Transcriptomic Analysis in Human Neural Stem Cells (hNSCs) after NOVA2 Inactivation

(A) Enrichment of GO terms (Biological Process and Molecular Function, analyzed using DAVID) for the genes with differential alternative splicing (AS) events identified in human neuronal precursors (hNSCs – SA001) after NOVA2 inactivation. Fold enrichement (FE) and p value are also indicated.

(B) Sashimi plot established from RNA-seq data representing the AS of SGCE exon 9 (GenBank: NM_001346713.1). The number of reads supporting the existence of each exon-exon junction is indicated as an average between data from the two independent series of hNSCs treated with INTERFERin only (in red), with scramble siRNA (in blue) or with NOVA2 siRNA (in green) during 48 h.
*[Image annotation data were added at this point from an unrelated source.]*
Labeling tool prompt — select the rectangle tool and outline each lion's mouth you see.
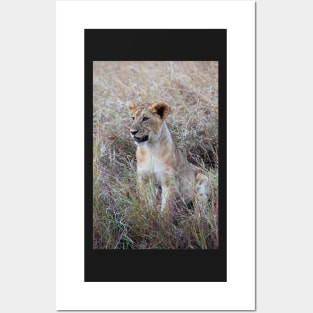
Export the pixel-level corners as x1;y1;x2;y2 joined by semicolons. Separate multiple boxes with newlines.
134;135;149;143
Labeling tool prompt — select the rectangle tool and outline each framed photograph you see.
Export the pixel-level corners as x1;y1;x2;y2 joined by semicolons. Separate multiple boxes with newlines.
57;1;255;310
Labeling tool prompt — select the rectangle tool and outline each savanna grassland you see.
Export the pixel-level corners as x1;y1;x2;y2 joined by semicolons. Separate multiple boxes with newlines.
93;61;219;249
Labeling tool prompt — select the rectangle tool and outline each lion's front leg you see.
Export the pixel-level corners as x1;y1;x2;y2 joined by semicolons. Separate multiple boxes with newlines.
161;177;177;216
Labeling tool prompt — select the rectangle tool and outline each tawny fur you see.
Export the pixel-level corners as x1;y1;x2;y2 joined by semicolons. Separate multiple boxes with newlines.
127;102;208;213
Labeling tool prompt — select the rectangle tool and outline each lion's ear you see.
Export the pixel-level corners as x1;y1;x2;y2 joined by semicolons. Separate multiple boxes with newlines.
149;103;170;120
126;101;138;114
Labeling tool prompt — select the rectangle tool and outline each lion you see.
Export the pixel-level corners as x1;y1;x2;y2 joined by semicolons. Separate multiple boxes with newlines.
126;101;209;214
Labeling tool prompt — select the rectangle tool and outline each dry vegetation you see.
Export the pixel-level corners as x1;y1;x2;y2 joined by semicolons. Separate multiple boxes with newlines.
93;61;218;249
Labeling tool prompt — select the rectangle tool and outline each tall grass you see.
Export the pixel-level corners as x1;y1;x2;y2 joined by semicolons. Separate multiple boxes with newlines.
93;61;218;249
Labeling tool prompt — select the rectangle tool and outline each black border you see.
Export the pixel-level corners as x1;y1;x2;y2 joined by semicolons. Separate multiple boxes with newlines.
84;29;227;282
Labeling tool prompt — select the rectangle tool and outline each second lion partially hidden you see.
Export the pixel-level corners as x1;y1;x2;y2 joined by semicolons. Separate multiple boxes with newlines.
127;102;209;215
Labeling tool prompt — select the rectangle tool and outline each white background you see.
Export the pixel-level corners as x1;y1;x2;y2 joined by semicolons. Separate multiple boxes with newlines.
0;0;313;313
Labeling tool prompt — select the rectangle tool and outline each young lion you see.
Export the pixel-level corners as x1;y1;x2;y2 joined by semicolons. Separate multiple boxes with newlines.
127;102;208;214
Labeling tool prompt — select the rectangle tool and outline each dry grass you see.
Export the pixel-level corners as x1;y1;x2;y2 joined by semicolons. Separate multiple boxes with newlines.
93;61;218;249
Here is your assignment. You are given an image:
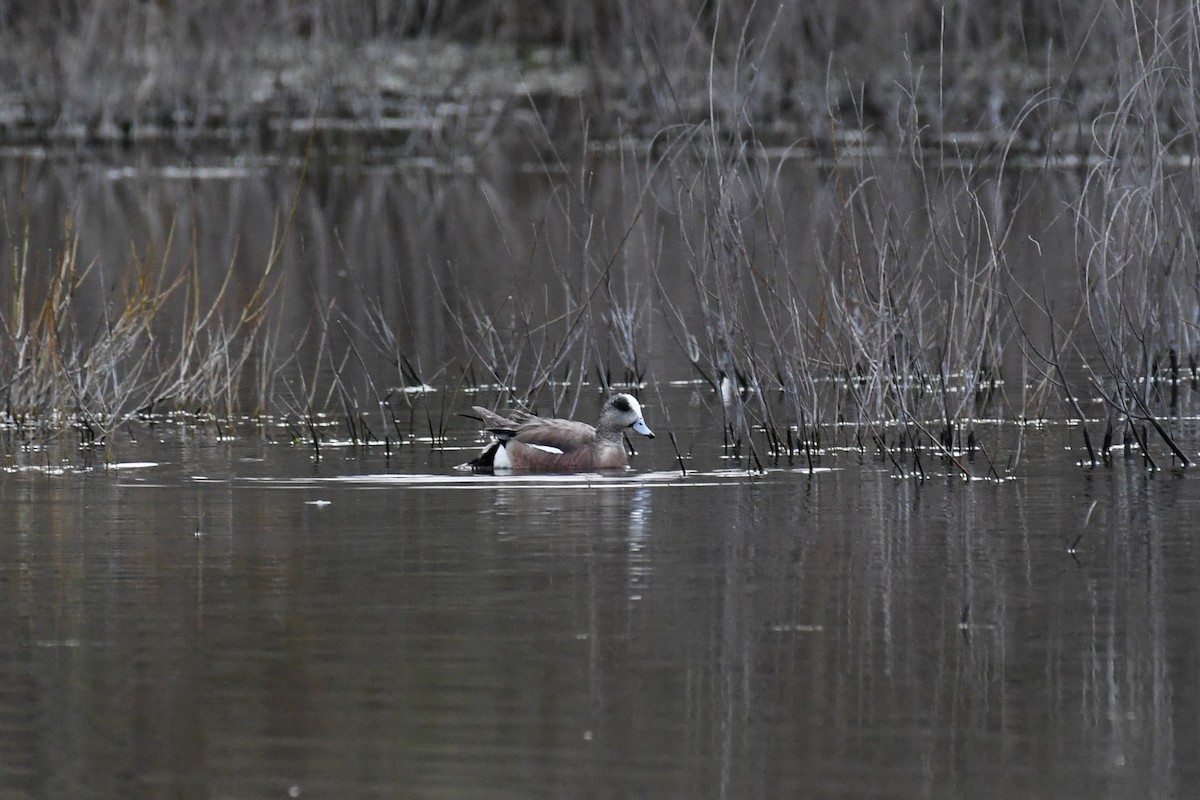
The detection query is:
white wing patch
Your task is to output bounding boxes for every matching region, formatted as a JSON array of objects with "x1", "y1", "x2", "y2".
[{"x1": 524, "y1": 441, "x2": 563, "y2": 456}]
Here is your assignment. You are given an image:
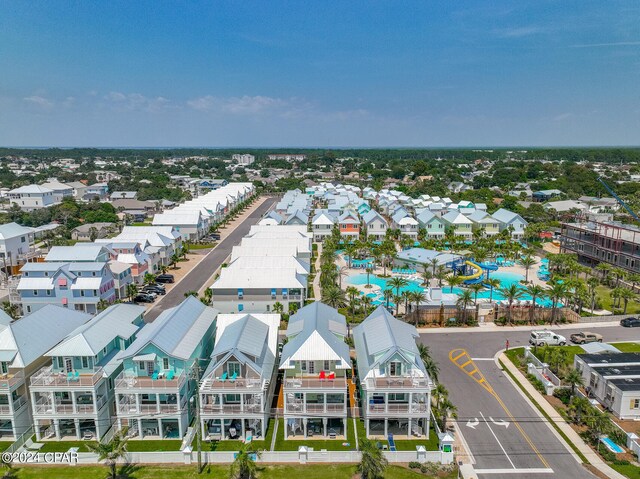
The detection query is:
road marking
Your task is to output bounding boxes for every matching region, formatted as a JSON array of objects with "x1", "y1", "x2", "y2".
[
  {"x1": 480, "y1": 411, "x2": 516, "y2": 469},
  {"x1": 473, "y1": 467, "x2": 553, "y2": 474},
  {"x1": 449, "y1": 348, "x2": 550, "y2": 468}
]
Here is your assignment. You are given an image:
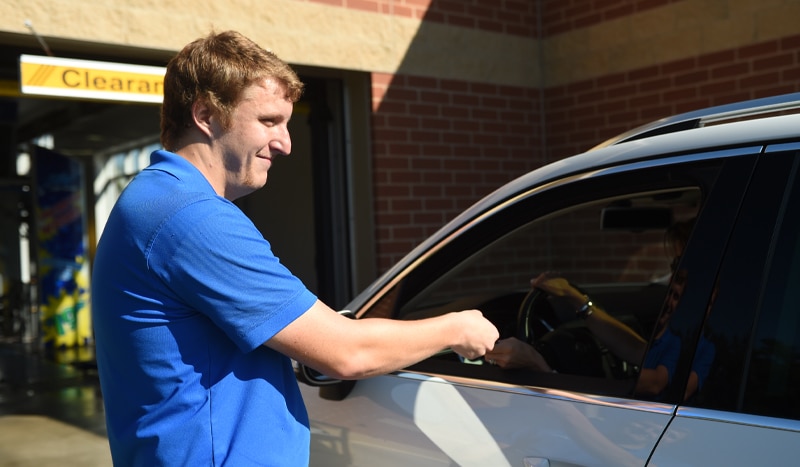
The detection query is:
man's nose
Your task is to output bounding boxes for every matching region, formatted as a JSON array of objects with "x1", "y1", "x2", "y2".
[{"x1": 269, "y1": 125, "x2": 292, "y2": 156}]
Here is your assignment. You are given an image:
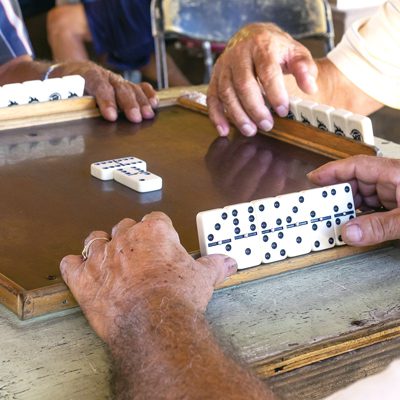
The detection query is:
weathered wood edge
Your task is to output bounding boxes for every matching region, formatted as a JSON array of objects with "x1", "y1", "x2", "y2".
[
  {"x1": 0, "y1": 85, "x2": 207, "y2": 131},
  {"x1": 217, "y1": 242, "x2": 392, "y2": 289},
  {"x1": 252, "y1": 319, "x2": 400, "y2": 378},
  {"x1": 0, "y1": 239, "x2": 392, "y2": 320},
  {"x1": 177, "y1": 96, "x2": 379, "y2": 159}
]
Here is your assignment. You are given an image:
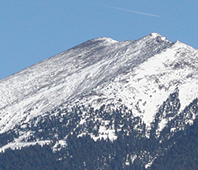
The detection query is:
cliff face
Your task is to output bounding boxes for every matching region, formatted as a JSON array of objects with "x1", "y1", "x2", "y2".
[{"x1": 0, "y1": 33, "x2": 198, "y2": 169}]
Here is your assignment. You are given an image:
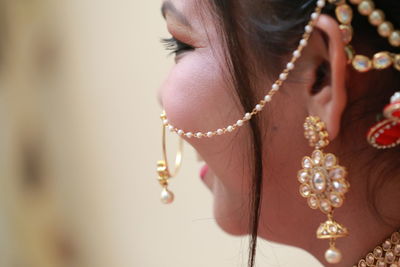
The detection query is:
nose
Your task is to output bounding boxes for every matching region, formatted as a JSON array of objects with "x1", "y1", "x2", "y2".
[{"x1": 157, "y1": 87, "x2": 163, "y2": 107}]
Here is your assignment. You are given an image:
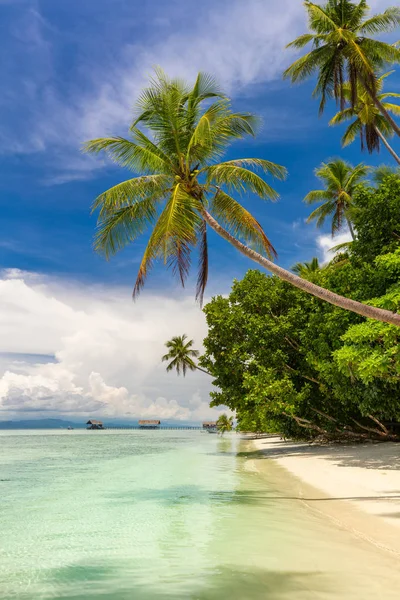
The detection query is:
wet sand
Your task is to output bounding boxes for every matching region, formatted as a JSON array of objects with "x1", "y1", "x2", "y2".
[{"x1": 249, "y1": 437, "x2": 400, "y2": 559}]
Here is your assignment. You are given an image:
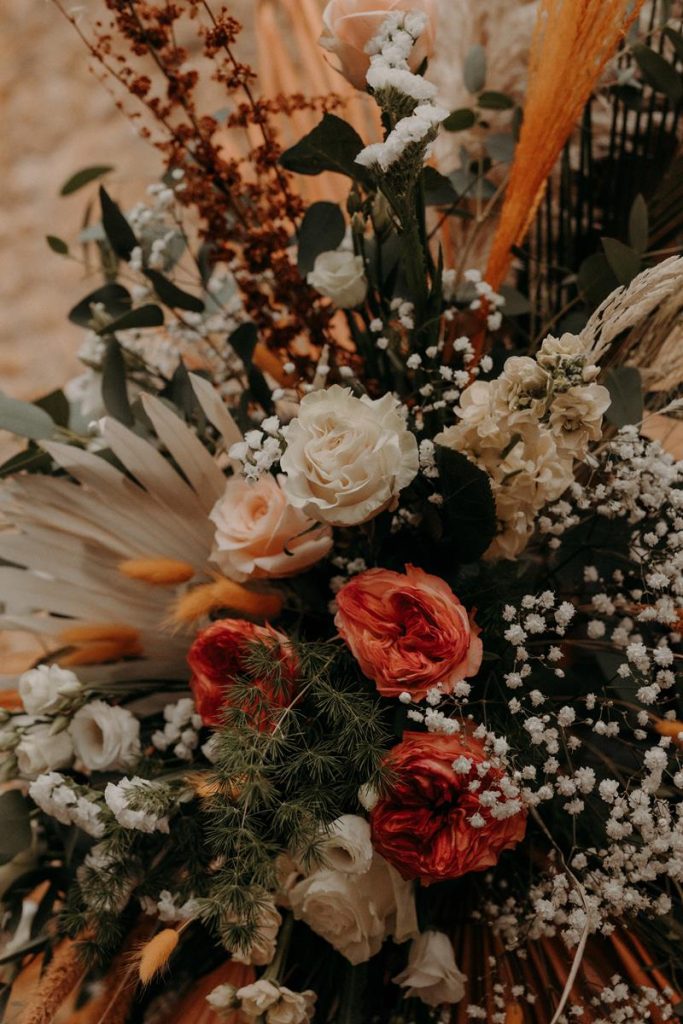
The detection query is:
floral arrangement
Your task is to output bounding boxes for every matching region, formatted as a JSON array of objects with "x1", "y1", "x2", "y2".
[{"x1": 0, "y1": 0, "x2": 683, "y2": 1024}]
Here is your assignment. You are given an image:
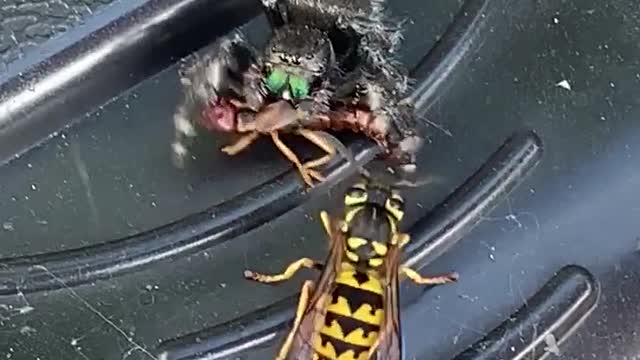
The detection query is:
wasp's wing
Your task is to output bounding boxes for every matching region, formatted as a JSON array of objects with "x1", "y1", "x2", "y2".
[
  {"x1": 286, "y1": 212, "x2": 345, "y2": 360},
  {"x1": 369, "y1": 247, "x2": 402, "y2": 360}
]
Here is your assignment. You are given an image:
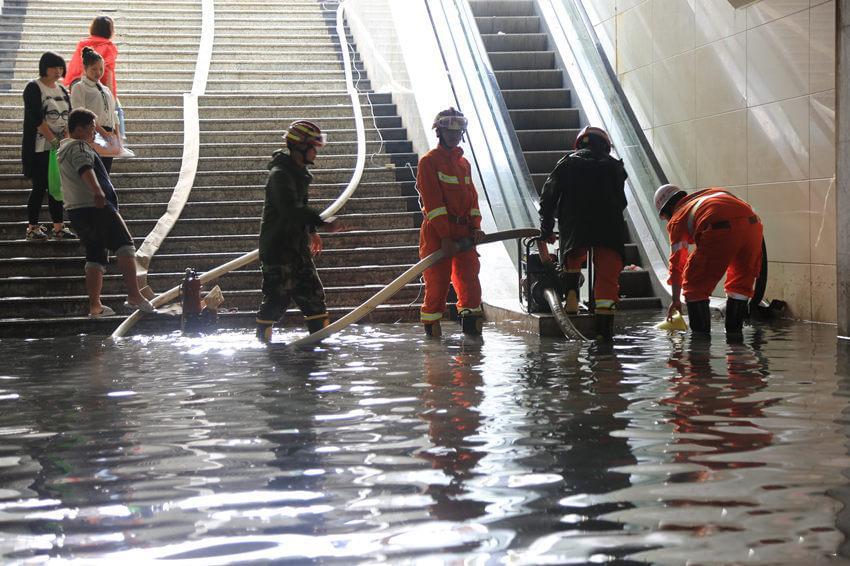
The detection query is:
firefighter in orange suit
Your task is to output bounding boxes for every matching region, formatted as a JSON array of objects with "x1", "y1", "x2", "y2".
[
  {"x1": 416, "y1": 108, "x2": 484, "y2": 336},
  {"x1": 655, "y1": 184, "x2": 763, "y2": 336}
]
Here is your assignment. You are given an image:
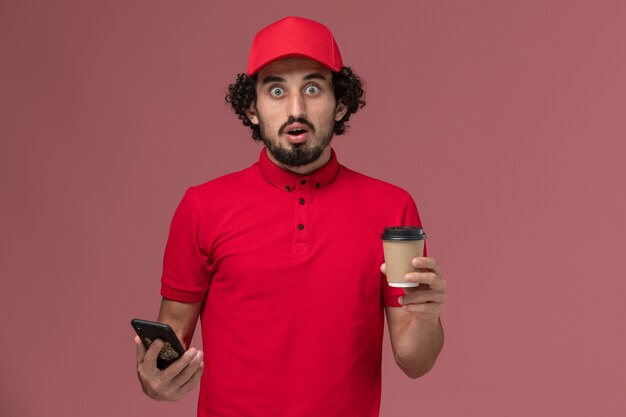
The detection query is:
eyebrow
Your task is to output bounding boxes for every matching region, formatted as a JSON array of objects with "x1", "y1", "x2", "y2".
[{"x1": 261, "y1": 72, "x2": 326, "y2": 85}]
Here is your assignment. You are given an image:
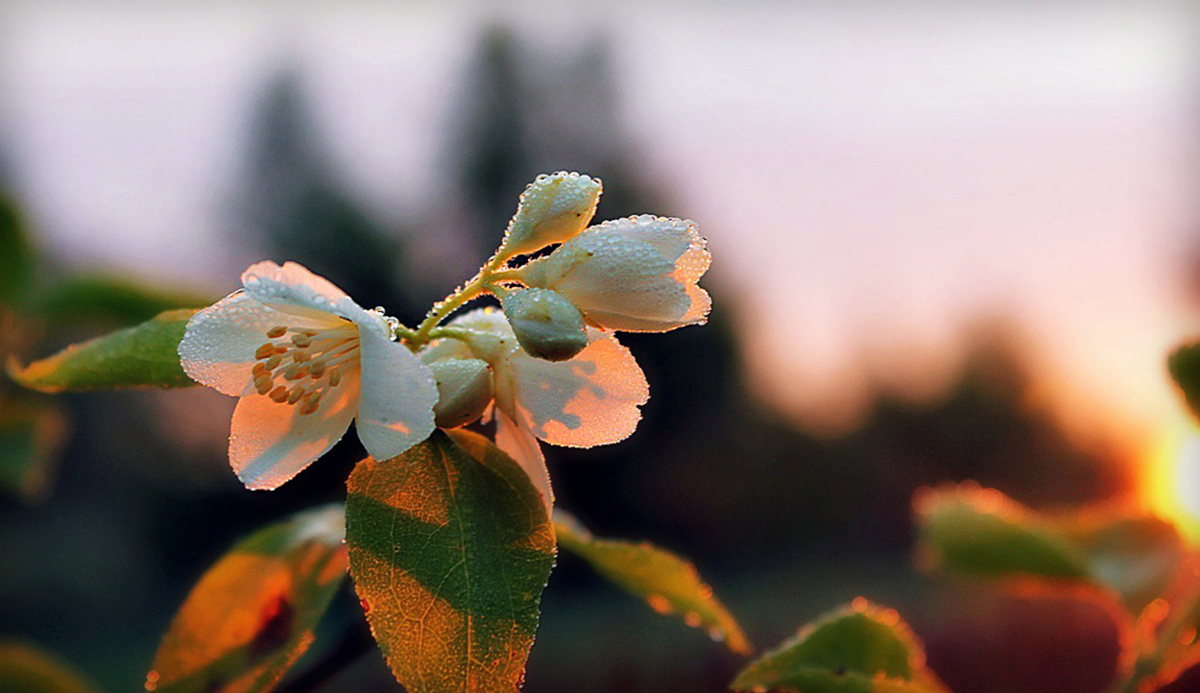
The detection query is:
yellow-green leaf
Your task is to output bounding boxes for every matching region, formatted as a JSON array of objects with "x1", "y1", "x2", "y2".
[
  {"x1": 554, "y1": 511, "x2": 751, "y2": 655},
  {"x1": 8, "y1": 309, "x2": 196, "y2": 392},
  {"x1": 914, "y1": 484, "x2": 1187, "y2": 614},
  {"x1": 0, "y1": 399, "x2": 67, "y2": 501},
  {"x1": 0, "y1": 194, "x2": 35, "y2": 305},
  {"x1": 731, "y1": 598, "x2": 947, "y2": 693},
  {"x1": 1166, "y1": 342, "x2": 1200, "y2": 416},
  {"x1": 914, "y1": 486, "x2": 1091, "y2": 581},
  {"x1": 26, "y1": 275, "x2": 215, "y2": 325},
  {"x1": 346, "y1": 430, "x2": 554, "y2": 693},
  {"x1": 0, "y1": 640, "x2": 96, "y2": 693},
  {"x1": 146, "y1": 506, "x2": 347, "y2": 693},
  {"x1": 1052, "y1": 508, "x2": 1187, "y2": 614}
]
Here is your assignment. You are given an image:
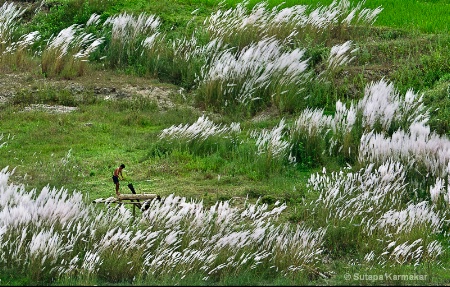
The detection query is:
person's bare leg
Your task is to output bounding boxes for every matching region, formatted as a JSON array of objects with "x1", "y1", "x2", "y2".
[{"x1": 116, "y1": 183, "x2": 120, "y2": 196}]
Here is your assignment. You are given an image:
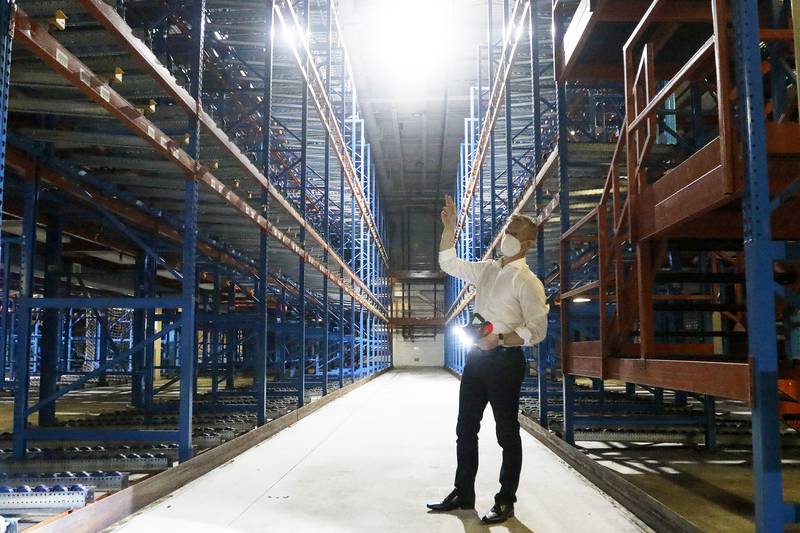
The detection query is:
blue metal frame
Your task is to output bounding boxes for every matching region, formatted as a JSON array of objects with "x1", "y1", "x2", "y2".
[{"x1": 0, "y1": 0, "x2": 391, "y2": 461}]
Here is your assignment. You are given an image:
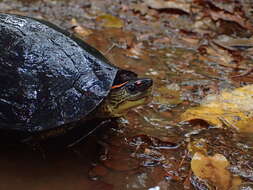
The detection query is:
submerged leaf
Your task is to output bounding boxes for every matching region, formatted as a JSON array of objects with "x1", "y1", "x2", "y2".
[
  {"x1": 144, "y1": 0, "x2": 191, "y2": 13},
  {"x1": 181, "y1": 85, "x2": 253, "y2": 132},
  {"x1": 191, "y1": 152, "x2": 232, "y2": 190}
]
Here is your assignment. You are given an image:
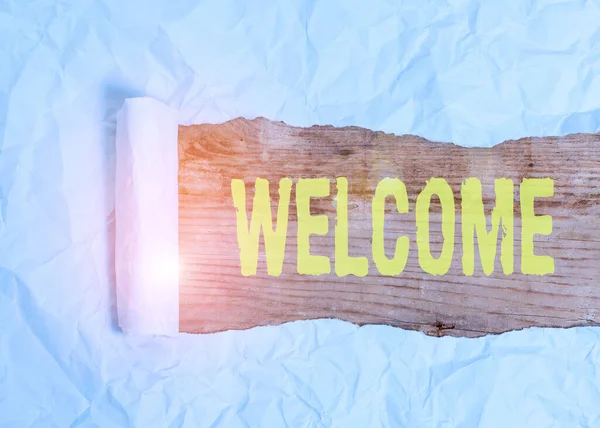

(C) Confirmation of the consequences of NOVA2 inactivation on SGCE splicing in another hNSC cell line (GM01869), treated with the transfecting agent only (INT) or transfected with Scramble (si Scr) or NOVA2 (siNOVA2) siRNA. The RT-PCR products obtained were analyzed by migration on a 2,100 Bioanalyzer instrument (Agilent Technology). Experiments were done in triplicates. The error bars indicate the SEM. Kruskal-Wallis’ ANOVA with Dunn’s multiple comparison test was performed p < 0.05, ns: non-significant.

(D) Sequence of SGCE exon9-intron9 junction with indicated potential NOVA2 binding sequences YCAY (in bold and underlined).